The glasses were broken. The ceramic vases, which had been made by his own hands and gifted to me on my 21st birthday, were broken. The petals of the flowers, which had been held in the vases and artfully picked for their scent and colour and aesthetic appeal with regards to my preferences, were broken. The house - the very one that we had built from doors to windows, from memories upon memories, from chaos to silence - was broken.
Silence had never been my friend. Not when I had lived amongst the cacophony of sounds, the pictures of life, the memories of loved ones, since I was a kid. I had known what love looked like even before I opened my eyes, having heard its music before I could even feel it. So why is it now that I can't hear its music anymore? The music that had ringed its tunes in my ears since birth, the colour that had painted my life since before I stepped into this world, the air that had filled my lungs before I even knew how to breathe.
Love was poetry sung in different volumes by different singers, tugging at different heartstrings, all to cover us in the blanket of solace.
So where had my love gone?
My eyes couldn't skimming the wrecked room as though they were feverishly trying to find the words that had etched itself into my soul, in the shape of him. But that was my heart speaking. Not my brain. For the first time, when I needed logic to save me from despair, my brain had chosen to fail me. It wasn't stopping my eyes from tearing, my ears from listening, my heart from beating, not when it knew that my poetry had ended.
That my music had lost its rhythm.
That my colours had stopped painting.
That my lungs had stopped breathing.
So why was I still living, when I knew that the singer of my music, the painter of my colours, the poet of my poetry, was gone?
A picture frame lay shattered near my feet. The shards of glass nicked at my skin but I paid no heed as I caressed the picture. The first remnant of our love. The first moment the poetry was sung.
And yet it had been so easy for people to erase the words of that poetry, to break the chords of that music, to wash of the colours of that painting. All with a single stab to the heart.
No, not single. It had taken five stabs. Five stabs for my love to abandon me. The doctors had warned me that survival was low but I didn't believe them. I couldn't. Because love was poetry written for forever. It couldn't leave me.
And yet it did.
Love was poetry sung in different volumes by different singers, tugging at different heartstrings, all to cover us in the blanket of solace. Love was a painting coloured with different strokes by different artists, tugging at different heartstrings, all to envelope us with the art of joy.
But no one prepares us for when the poetry comes to an end, when the singers stop stop singing, when the artists stop painting.
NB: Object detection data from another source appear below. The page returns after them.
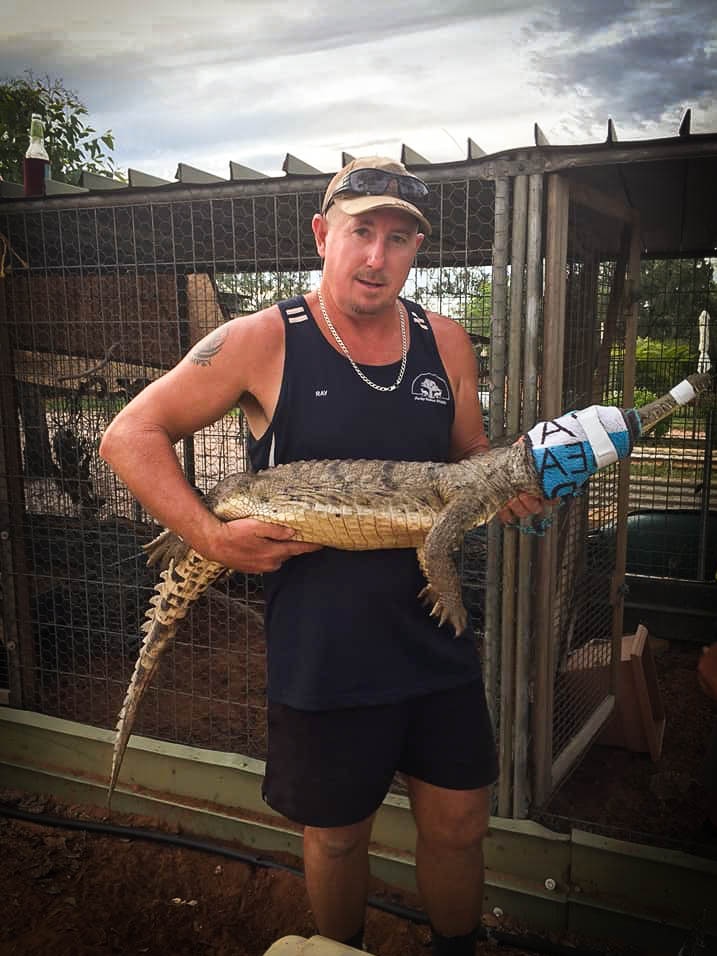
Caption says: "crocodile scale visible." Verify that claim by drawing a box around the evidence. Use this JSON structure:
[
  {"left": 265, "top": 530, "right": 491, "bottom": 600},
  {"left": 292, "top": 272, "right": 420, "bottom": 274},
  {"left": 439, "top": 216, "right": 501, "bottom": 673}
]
[{"left": 108, "top": 375, "right": 711, "bottom": 805}]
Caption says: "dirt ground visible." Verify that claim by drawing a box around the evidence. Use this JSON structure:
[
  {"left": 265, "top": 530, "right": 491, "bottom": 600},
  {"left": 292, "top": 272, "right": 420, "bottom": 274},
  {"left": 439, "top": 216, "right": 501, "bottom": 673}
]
[
  {"left": 0, "top": 642, "right": 717, "bottom": 956},
  {"left": 0, "top": 790, "right": 617, "bottom": 956},
  {"left": 535, "top": 639, "right": 717, "bottom": 859}
]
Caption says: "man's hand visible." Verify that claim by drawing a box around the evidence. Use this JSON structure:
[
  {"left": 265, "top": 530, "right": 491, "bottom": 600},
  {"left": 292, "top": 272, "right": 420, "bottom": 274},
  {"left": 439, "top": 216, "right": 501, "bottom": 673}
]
[
  {"left": 697, "top": 644, "right": 717, "bottom": 700},
  {"left": 200, "top": 518, "right": 322, "bottom": 574},
  {"left": 498, "top": 492, "right": 554, "bottom": 525}
]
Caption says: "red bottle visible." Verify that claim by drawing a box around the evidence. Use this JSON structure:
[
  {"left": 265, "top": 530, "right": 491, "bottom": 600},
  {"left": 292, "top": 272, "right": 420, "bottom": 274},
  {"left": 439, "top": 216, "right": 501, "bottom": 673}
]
[{"left": 22, "top": 113, "right": 50, "bottom": 196}]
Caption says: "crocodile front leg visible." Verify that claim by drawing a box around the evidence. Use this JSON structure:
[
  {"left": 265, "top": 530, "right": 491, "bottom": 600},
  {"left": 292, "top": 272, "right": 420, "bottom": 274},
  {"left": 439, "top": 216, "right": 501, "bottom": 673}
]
[{"left": 417, "top": 491, "right": 480, "bottom": 637}]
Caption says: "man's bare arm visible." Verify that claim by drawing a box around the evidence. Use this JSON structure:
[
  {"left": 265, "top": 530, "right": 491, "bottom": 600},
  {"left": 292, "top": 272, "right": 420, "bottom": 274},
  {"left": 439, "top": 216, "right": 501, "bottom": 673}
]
[{"left": 100, "top": 315, "right": 314, "bottom": 572}]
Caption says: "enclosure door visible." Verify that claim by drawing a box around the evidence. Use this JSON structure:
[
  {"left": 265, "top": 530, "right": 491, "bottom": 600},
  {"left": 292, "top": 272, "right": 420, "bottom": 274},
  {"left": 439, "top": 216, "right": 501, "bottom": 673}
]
[{"left": 533, "top": 175, "right": 640, "bottom": 806}]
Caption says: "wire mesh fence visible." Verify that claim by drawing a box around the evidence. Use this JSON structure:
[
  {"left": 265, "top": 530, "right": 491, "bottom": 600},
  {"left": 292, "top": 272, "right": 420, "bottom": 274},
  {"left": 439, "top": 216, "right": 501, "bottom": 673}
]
[
  {"left": 0, "top": 170, "right": 717, "bottom": 816},
  {"left": 0, "top": 180, "right": 493, "bottom": 758}
]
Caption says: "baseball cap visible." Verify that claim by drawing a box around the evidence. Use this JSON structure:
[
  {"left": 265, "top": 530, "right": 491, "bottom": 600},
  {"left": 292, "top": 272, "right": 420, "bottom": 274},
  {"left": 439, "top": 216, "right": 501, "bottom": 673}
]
[{"left": 321, "top": 156, "right": 432, "bottom": 235}]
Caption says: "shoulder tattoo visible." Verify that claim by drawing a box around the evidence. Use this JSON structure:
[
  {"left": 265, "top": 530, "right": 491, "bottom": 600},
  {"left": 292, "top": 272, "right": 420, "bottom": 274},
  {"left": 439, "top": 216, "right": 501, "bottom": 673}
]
[{"left": 189, "top": 325, "right": 229, "bottom": 366}]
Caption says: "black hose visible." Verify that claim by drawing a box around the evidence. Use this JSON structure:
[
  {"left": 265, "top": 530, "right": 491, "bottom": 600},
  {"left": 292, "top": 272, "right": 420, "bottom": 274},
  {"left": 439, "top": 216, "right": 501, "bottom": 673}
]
[{"left": 0, "top": 803, "right": 616, "bottom": 956}]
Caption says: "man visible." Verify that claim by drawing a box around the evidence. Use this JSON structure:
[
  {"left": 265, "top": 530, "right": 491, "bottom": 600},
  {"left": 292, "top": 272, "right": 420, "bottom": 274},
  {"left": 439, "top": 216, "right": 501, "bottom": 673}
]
[{"left": 100, "top": 157, "right": 541, "bottom": 954}]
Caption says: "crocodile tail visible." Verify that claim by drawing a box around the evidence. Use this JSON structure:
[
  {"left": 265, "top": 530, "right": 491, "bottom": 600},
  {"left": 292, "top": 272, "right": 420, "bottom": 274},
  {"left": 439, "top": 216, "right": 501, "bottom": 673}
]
[{"left": 107, "top": 548, "right": 226, "bottom": 808}]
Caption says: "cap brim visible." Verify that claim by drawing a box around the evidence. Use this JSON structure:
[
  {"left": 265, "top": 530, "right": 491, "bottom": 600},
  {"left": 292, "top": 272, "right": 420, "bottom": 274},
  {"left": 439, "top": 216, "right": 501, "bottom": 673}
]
[{"left": 334, "top": 193, "right": 433, "bottom": 236}]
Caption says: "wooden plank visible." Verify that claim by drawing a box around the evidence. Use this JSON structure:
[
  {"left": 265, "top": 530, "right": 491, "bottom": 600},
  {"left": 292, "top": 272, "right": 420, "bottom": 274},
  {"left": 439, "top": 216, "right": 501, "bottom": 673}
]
[{"left": 534, "top": 174, "right": 570, "bottom": 806}]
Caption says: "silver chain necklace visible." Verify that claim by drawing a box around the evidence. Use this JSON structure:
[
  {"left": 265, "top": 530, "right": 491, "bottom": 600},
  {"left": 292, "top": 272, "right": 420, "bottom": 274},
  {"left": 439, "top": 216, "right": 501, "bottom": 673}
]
[{"left": 316, "top": 289, "right": 408, "bottom": 392}]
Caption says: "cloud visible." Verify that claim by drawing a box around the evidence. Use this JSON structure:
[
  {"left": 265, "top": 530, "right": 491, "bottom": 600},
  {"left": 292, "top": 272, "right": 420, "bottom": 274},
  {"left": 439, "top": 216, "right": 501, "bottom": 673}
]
[{"left": 525, "top": 0, "right": 717, "bottom": 135}]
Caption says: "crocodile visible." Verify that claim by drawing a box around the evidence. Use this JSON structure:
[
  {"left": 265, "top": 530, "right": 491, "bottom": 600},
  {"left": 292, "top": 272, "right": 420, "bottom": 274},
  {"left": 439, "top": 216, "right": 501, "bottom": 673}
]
[{"left": 108, "top": 374, "right": 711, "bottom": 806}]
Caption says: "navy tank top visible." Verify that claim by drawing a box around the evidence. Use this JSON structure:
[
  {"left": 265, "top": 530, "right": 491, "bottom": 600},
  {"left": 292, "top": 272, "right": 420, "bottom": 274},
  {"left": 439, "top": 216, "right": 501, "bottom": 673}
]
[{"left": 249, "top": 296, "right": 480, "bottom": 710}]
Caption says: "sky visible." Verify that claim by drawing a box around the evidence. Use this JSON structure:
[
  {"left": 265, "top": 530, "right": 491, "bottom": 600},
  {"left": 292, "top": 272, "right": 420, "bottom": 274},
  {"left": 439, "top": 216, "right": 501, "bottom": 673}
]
[{"left": 0, "top": 0, "right": 717, "bottom": 180}]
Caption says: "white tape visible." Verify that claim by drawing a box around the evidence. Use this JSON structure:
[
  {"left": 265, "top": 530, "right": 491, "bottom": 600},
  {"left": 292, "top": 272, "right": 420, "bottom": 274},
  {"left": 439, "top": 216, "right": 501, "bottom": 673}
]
[
  {"left": 575, "top": 405, "right": 618, "bottom": 468},
  {"left": 670, "top": 378, "right": 697, "bottom": 405}
]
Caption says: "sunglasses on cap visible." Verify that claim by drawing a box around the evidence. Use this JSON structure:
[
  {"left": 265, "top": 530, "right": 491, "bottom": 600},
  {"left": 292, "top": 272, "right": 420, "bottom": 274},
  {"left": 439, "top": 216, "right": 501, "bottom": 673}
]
[{"left": 321, "top": 169, "right": 428, "bottom": 213}]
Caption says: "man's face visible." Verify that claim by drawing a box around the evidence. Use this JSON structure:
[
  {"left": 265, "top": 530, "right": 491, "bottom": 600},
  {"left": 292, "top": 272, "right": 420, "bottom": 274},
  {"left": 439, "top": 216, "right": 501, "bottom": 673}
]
[{"left": 313, "top": 205, "right": 423, "bottom": 315}]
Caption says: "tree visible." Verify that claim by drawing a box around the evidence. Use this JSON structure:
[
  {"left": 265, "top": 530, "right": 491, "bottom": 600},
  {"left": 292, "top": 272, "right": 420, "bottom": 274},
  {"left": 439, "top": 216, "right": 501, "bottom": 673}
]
[
  {"left": 0, "top": 70, "right": 123, "bottom": 185},
  {"left": 638, "top": 259, "right": 717, "bottom": 348}
]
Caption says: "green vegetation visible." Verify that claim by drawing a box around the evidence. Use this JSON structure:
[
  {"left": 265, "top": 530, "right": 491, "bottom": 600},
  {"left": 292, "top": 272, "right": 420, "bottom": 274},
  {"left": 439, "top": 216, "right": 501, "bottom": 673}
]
[{"left": 0, "top": 70, "right": 124, "bottom": 185}]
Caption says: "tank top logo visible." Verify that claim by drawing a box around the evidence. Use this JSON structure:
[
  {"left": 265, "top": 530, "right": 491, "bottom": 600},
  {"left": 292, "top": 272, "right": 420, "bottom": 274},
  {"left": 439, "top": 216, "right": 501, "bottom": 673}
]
[{"left": 411, "top": 372, "right": 451, "bottom": 405}]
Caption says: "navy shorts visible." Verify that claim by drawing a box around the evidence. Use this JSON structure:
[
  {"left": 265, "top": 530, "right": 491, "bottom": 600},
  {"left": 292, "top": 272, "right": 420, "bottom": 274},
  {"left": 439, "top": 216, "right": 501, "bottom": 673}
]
[{"left": 263, "top": 680, "right": 498, "bottom": 827}]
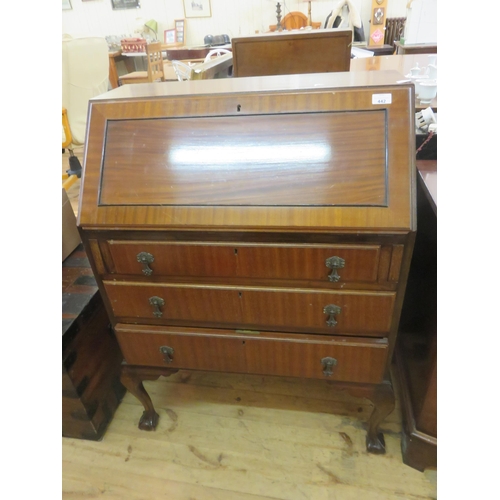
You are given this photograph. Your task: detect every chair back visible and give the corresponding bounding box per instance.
[146,42,165,82]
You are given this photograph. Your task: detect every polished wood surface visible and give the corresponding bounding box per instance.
[100,110,387,206]
[79,72,414,230]
[104,240,382,287]
[232,30,352,77]
[79,73,415,454]
[116,324,388,383]
[104,281,395,337]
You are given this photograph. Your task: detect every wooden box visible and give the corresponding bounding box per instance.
[78,72,415,453]
[232,29,352,77]
[62,245,125,440]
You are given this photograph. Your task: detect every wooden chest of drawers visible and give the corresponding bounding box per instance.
[78,72,416,453]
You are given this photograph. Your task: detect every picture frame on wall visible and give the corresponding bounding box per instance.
[111,0,141,10]
[174,19,186,43]
[163,29,176,45]
[183,0,212,17]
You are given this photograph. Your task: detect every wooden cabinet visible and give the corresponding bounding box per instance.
[78,72,415,453]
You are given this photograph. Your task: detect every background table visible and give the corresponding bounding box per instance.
[395,160,437,471]
[351,55,437,113]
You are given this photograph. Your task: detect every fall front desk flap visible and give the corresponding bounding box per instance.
[80,75,414,229]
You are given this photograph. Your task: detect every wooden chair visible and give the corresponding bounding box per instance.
[384,17,406,52]
[119,42,165,85]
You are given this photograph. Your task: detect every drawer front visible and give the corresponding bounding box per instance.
[116,324,388,383]
[108,240,380,283]
[104,282,395,336]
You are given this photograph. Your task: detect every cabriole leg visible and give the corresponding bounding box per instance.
[120,364,178,431]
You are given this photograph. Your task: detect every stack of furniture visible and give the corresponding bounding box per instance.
[118,42,165,85]
[62,245,125,441]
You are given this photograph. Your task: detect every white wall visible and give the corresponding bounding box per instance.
[62,0,408,46]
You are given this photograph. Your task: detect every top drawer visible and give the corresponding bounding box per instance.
[107,240,380,283]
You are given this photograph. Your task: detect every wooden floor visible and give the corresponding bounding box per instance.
[62,150,437,500]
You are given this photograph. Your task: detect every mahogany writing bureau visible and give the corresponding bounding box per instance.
[78,72,416,453]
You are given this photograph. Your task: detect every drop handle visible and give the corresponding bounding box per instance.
[325,255,345,283]
[160,345,174,363]
[149,297,165,318]
[137,252,155,276]
[321,356,337,377]
[323,304,342,327]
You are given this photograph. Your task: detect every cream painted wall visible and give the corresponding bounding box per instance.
[62,0,407,46]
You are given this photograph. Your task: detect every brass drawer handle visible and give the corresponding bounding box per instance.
[323,304,342,327]
[160,345,174,363]
[137,252,155,276]
[325,255,345,283]
[321,357,337,377]
[149,297,165,318]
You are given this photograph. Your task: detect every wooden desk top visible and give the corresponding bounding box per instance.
[417,160,437,216]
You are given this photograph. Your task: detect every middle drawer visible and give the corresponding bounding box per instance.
[104,281,396,336]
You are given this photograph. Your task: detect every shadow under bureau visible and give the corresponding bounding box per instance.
[78,72,416,453]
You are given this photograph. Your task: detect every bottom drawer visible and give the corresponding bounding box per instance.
[116,324,388,383]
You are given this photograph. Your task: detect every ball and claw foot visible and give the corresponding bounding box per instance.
[139,410,160,431]
[366,432,385,455]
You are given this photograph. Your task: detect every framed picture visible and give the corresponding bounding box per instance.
[163,29,176,45]
[184,0,212,17]
[111,0,141,10]
[174,19,186,43]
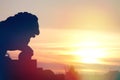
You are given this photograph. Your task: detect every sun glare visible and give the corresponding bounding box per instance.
[69,41,106,64]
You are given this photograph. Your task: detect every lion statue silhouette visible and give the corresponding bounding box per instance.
[0,12,40,59]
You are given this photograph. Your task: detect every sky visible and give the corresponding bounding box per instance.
[0,0,120,72]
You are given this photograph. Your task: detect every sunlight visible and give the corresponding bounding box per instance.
[71,40,107,64]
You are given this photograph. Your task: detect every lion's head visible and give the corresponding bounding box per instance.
[0,12,40,50]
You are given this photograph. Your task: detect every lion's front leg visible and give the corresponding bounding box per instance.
[18,46,33,60]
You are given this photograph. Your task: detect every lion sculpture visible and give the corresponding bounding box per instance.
[0,12,40,59]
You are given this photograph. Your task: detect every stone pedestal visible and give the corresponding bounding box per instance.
[0,60,37,80]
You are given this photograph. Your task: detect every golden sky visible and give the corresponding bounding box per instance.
[0,0,120,74]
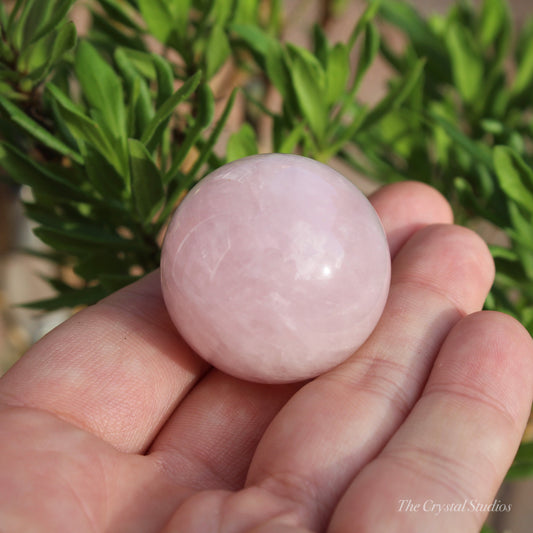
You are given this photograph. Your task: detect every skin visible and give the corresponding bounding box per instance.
[0,183,533,533]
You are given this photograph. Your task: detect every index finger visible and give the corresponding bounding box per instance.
[0,271,209,452]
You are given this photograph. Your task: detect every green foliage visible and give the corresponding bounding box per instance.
[0,0,533,482]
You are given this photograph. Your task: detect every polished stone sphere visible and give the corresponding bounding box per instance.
[161,154,390,383]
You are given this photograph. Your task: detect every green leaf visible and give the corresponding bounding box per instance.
[446,24,484,103]
[507,442,533,479]
[187,89,237,178]
[226,122,259,162]
[288,44,328,140]
[46,83,121,167]
[75,40,126,139]
[85,143,128,200]
[74,250,130,281]
[265,40,297,102]
[0,142,85,199]
[350,24,380,95]
[274,122,305,154]
[138,0,186,44]
[27,0,75,42]
[128,139,164,222]
[116,47,156,80]
[0,95,83,164]
[326,43,350,105]
[163,83,215,183]
[229,22,274,61]
[151,54,174,107]
[27,22,78,82]
[348,0,380,50]
[19,285,108,312]
[511,25,533,96]
[94,0,142,32]
[205,23,231,80]
[358,59,425,130]
[141,71,202,145]
[33,221,142,254]
[232,0,260,24]
[20,0,53,50]
[478,0,509,48]
[494,146,533,213]
[114,48,155,137]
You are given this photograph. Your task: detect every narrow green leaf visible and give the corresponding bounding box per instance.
[511,25,533,99]
[0,95,83,164]
[288,45,328,140]
[226,122,259,163]
[34,221,141,253]
[163,83,215,183]
[494,146,533,213]
[114,48,155,137]
[428,111,492,168]
[265,40,295,101]
[28,22,78,82]
[326,43,350,105]
[46,83,121,170]
[0,3,7,30]
[128,139,164,222]
[446,24,484,103]
[141,71,202,145]
[32,0,75,42]
[507,442,533,479]
[205,23,231,80]
[20,0,54,50]
[0,142,85,199]
[188,89,237,178]
[313,24,328,69]
[229,22,272,61]
[274,122,304,154]
[232,0,260,24]
[138,0,177,44]
[120,47,156,80]
[98,0,142,32]
[358,59,425,130]
[85,143,128,200]
[478,0,510,48]
[75,40,126,139]
[19,285,108,312]
[74,250,130,281]
[350,23,380,96]
[91,11,146,54]
[151,54,174,107]
[348,0,382,50]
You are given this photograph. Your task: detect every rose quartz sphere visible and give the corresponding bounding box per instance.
[161,154,390,383]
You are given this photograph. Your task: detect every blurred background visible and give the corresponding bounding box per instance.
[0,0,533,533]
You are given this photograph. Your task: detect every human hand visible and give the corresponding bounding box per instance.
[0,183,533,533]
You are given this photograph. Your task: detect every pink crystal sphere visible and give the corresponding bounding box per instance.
[161,154,390,383]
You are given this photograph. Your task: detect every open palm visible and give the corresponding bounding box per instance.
[0,183,533,533]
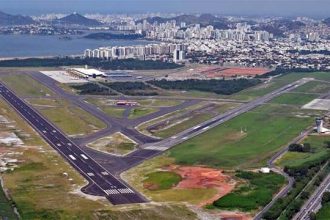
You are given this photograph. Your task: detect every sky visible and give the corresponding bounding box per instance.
[0,0,330,17]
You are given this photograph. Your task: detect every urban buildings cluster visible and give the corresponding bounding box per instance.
[143,21,273,42]
[84,43,187,62]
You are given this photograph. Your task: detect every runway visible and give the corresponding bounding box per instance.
[0,82,147,205]
[0,72,313,205]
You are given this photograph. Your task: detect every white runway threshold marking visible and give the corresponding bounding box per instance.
[104,189,119,195]
[69,154,76,160]
[118,188,134,193]
[80,154,88,160]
The doctors couldn't save my love. They couldn't stop my poetry from ending.
So it is only fair that the glasses remain broken. That the ceramic vases, which had been made by his own hands and gifted to me on my 21st birthday, remain broken. That the petals of the flowers, which had been held in the vases and artfully picked for their scent and colour and aesthetic appeal with regards to my preferences, remain broken. That the house - the very one that we had built from doors to windows, from memories upon memories, from chaos to silence - remain broken.